The FCC soon will announce its next round of measures to deal with the rapid growth in mobile bandwidth consumption in the National Broadband Plan, with the target of freeing up around 500 MHz of additional spectrum over the next decade. But even if this works, a bandwidth crunch within mobile operators’ backhaul and core networks remains.
Another remedy is to encode and compress video more efficiently, but there is only limited scope for further improvements without compromising quality, perhaps achieving about a twofold further bandwidth reduction.
Another option is to cap usage, but this is not too palatable for operators since it gives competitors with higher capacity networks an opportunity to poach their customers. There is also the option of acquiring more bandwidth, but that is expensive.
CDNs are proving much more promising. They have been pioneered for the fixed internet by companies such as Limelight Networks and Akamai, which have constructed global networks to deliver video content to national ISPs, reducing their transmission costs. This also has the effect of improving quality, because video is steamed on demand from servers closer to the consumer, reducing latency.
But mobile CDNs require several other important ingredients and in effect represent a complete re-architecting of the whole network.
Traditionally mobile content has been fed from the content distributor or publisher to the end-user in unicast mode under client/server operation.
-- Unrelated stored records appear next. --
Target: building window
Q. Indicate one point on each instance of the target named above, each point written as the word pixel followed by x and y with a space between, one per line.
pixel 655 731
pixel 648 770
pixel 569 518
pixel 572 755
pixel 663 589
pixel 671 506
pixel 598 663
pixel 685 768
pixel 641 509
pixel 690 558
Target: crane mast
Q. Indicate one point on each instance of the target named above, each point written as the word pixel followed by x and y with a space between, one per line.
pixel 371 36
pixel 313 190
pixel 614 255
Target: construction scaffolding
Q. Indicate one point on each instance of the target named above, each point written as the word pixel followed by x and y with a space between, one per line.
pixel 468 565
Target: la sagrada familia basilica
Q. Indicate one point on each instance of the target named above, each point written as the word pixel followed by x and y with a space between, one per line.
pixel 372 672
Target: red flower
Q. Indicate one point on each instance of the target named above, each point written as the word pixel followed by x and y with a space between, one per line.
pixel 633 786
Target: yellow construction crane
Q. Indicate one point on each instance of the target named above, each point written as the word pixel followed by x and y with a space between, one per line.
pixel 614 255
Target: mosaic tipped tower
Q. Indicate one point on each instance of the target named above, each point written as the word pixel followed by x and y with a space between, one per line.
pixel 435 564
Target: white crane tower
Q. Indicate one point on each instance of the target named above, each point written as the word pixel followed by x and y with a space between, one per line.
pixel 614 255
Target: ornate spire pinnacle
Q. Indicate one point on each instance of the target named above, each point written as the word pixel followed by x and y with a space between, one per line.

The CDN replaces this arrangement with a two-stage process for on-demand pre-recorded content, first distributing it offline to local servers and then onto the end user as requested in real time, still in unicast mode from there.
But streaming live content from a popular event such as a major concert or sporting contest, would still swamp the core network, so an additional step is needed, replacing the client/server approach with a peer to peer architecture, whereby content is shunted down first just to a one or two local servers initially, and then moved around the edge of the network as required, saving on aggregate core bandwidth because the video is shifted along fewer circuits.
The network must have the flexibility to reconfigure itself on demand, and also to multicast live video within the mobile cells, which also saves on precious radio spectrum.
Furthermore, in addition to the performance, scalability and bandwidth saving requirements of fixed line CDNs, mobile CDNs must be capable of detecting the end devices and adapting the content and delivery according to their display, processing and individual bandwidth capabilities.
This is all quite a tall order, which is why mobile CDNs are still work in progress. But they are absolutely necessary for mobile services to support the demands of users for high quality streaming video, and the capabilities of smart phones to receive it.